Under the agrarian reform law, the government has the power to redistribute unused land to indigenous communities, in return for compensation to private landowners. Under Morales, there has also been an attempt to reduce the concentration of land ownership among private interests. On December 8, the constituent assembly in Bolivia finally passed a draft constitution after seventeen months of partisan conflicts and delays, that limits the amount of land that can be held by any individual. The proposal will be voted on in a referendum in six months time.
But indigenous communities are understandably cautious about entering into coalitions with leftist leaders. Lucio Gutiérrez, a former army colonel who was lauded as part of a new wave of left leaders when he was elected president of Ecuador in 2003, has been blamed as responsible for the cooptation and demobilization of a vibrant indigenous movement in Ecuador. The Confederation of Indigenous Nationalities of Ecuador (CONAIE) was formed in 1986 and led many large demonstrations against multinational corporations. In 2003, CONAIE entered into a coalition with Gutiérrez, and found themselves betrayed by Gutiérrez, who signed a letter with the IMF to privatize natural resources, liberalize the labor market and undertake fiscal reforms, all contrary to the platform on which he was elected. In April 2005, Gutiérrez was forced to rescind power and flee the country amid massive demonstrations.
Recently, on January 10-12, indigenous groups in Ecuador came together at the Third Congress of Indigenous Nationalities and Peoples of Ecuador. Congress delegates vowed to fight for the recognition of the rights of indigenous peoples and the recognition of Ecuador as a plurinational state, and to oppose the extraction of natural resources. They called on the constituent assembly underway under the leadership of leftist leader Rafael Correa to include an agrarian reform law that would restore lands to indigenous communities. At the Congress, a new president, Marlon Santi, was elected to CONAIE. Santi was involved in the protests against the multinational oil company ARCO (Atlantic Richfield company) in the 1980s, and was a dissident during the Gutierrez administration.

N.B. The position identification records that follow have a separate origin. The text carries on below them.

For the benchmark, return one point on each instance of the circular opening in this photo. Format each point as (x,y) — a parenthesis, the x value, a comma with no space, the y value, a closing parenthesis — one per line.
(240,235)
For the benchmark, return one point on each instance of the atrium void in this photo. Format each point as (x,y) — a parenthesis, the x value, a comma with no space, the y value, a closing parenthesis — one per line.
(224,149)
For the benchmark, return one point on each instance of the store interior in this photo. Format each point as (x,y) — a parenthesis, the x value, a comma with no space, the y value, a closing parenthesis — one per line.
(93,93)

In an interview with Patricio Zhinghri T., Santi said that proposals from the indigenous movement are not on the agenda of the Correa government, and there are concerns that it will not be represented in the constitutional reforms. He revealed a willingness to strategize and collaborate with the government, but emphasized that indigenous groups will continue to mobilize independently to put their concerns on the agenda.

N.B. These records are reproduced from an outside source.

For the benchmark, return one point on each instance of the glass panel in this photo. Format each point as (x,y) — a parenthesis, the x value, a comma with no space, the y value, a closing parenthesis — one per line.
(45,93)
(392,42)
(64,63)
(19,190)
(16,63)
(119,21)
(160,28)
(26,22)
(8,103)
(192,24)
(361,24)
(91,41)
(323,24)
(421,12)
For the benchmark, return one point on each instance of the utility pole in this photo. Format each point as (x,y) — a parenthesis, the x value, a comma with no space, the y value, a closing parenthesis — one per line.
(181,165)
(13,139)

These concerns are being echoed in other parts of Latin America as indigenous groups have sought to retain a sense of organizational independence under left wing governments. In March 2005 and January 2006, indigenous groups from the north-western state of Zulia in Venezuela organized protests against plans of the Chávez government to increase coal mining in their state. While expressing their support for the president, they also pointed to the water contamination and health risks for the mostly indigenous population of the region who depend on scarce water supplies.

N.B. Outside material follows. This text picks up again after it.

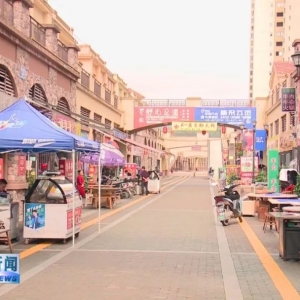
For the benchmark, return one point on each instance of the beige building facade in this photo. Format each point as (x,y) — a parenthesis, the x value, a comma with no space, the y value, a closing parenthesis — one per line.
(275,24)
(38,62)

The growing level of indigenous activism in recent months and years, which also included a historic Zapatista women’s meeting and a Meeting of the Zapatistas with the People of the World from December 28 to January 1, 2008, has signaled the strength of indigenous movements within the revolutionary processes taking place across the region, and their unwillingness to be intimidated by the violence or threats of the powerful.